Dat iets wat we met eigen ogen zien diepe indruk kan maken, blijkt wel uit het voorbeeld van de koningin van Scheba. Aanvankelijk twijfelde ze aan de berichten over Salomo’s ondernemingen en grote wijsheid. Wat overtuigde haar? „Ik stelde geen geloof in hun woorden totdat ik gekomen was opdat ik het met eigen ogen kon zien” (2 Kron. 9:6).

Hoe kun je je kinderen de kans geven Jehovah’s schitterende organisatie „met eigen ogen” te zien? Bijvoorbeeld door het plaatselijke bijkantoor te bezoeken. Mandy en Bethany woonden vroeger wel 1500 kilometer van Bethel vandaan. Toch namen hun ouders de meisjes vaak mee voor een rondleiding. „Eerst dachten we dat Bethel heel stijf was, alleen voor oude mensen. Maar met de rondleidingen kwamen we jonge mensen tegen die hard voor Jehovah werkten en daar plezier in hadden. We zagen dat Jehovah’s organisatie veel groter was dan wat wij uit onze omgeving kenden.
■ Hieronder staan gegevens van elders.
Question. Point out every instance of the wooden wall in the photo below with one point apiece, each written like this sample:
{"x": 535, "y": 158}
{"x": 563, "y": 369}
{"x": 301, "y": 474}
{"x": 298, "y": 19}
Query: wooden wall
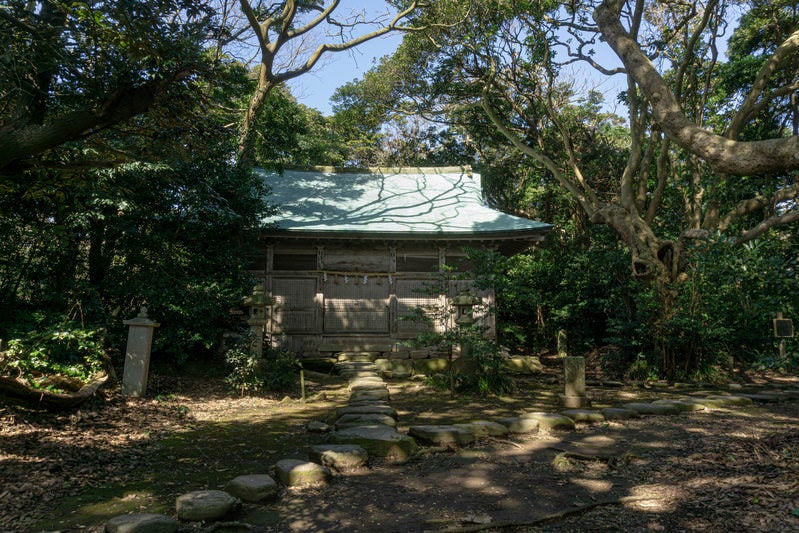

Elk bezoek aan Bethel was een geestelijke oppepper.” Dat Mandy en Bethany Gods organisatie van dichtbij zagen, motiveerde hen om te gaan pionieren. Ze mochten later zelfs tijdelijk op Bethel dienen.

Er is nog een manier om Jehovah’s organisatie te ’zien’, een manier die in de tijd van Israël niet bestond. We kunnen met ons gezin kijken naar dvd’s over diverse kenmerken van Gods organisatie, zoals Jehovah’s Getuigen — Georganiseerd om het goede nieuws te prediken, Onze gehele gemeenschap van broeders, Tot de einden der aarde en Verenigd door Goddelijk onderwijs. Als we het harde werk zien van Bethelieten, hulpverleners bij rampen, zendelingen en broeders die congressen organiseren, krijgen we zeker meer waardering voor de wereldwijde broederschap.

Je eigen gemeente speelt een belangrijke rol in de prediking en de ondersteuning van broeders en zusters in je omgeving. Maar sta met je gezin ook geregeld stil bij ’de hele gemeenschap van broeders in de wereld’. Dat zal jou en je gezin helpen „vast in het geloof” te blijven in het besef dat je redenen hebt voor vreugde (1 Petr. 5:9).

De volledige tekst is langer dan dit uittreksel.